Even a perfectly structured IDR program would not solve the problems many borrowers face without changes to enrollment and servicing. In this report, recommended changes include the following:

  • Creating one income-driven federal student loan repayment plan into which borrowers are automatically enrolled, with clear options for making larger payments to cover interest payments or to pay off the debt more quickly. Using automatic Internal Revenue Service income verification would ensure the system keeps income information up to date with minimal effort on the part of borrowers.
  • Raising the income threshold at which borrowers must make payments to 200 percent of the federal poverty level. This would help low-income borrowers more than lowering the assessment rate, which is the share of income a borrower must pay.
  • Forgiving remaining balances for borrowers whose incomes do not support retirement of their debts. The system should forgive the remaining balances of borrowers with small debts more quickly and should require those with larger debts to pay longer before having their balances forgiven.
  • Diminishing the extent to which borrowers see their balances grow because of interest charges. Possible approaches include government coverage of a set amount of interest that exceeds required payments each month or using a graduated interest rate that would charge 0 percent on the first $10,000 of debt and higher rates on additional debt.
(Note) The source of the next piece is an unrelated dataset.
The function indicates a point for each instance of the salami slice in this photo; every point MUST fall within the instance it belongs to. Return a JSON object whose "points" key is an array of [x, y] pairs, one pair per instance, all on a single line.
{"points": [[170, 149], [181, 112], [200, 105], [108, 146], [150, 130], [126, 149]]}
Despite its high average rate of return, higher education does not pay off well for everyone, which makes insurance against poor outcomes a critical component of a system offering meaningful educational opportunities. Limiting the amount of debt—particularly graduate school debt—borrowers can enroll in IDR would facilitate many of the reforms that will strengthen the federal loan repayment system, helping policymakers target subsidies to borrowers who need them most.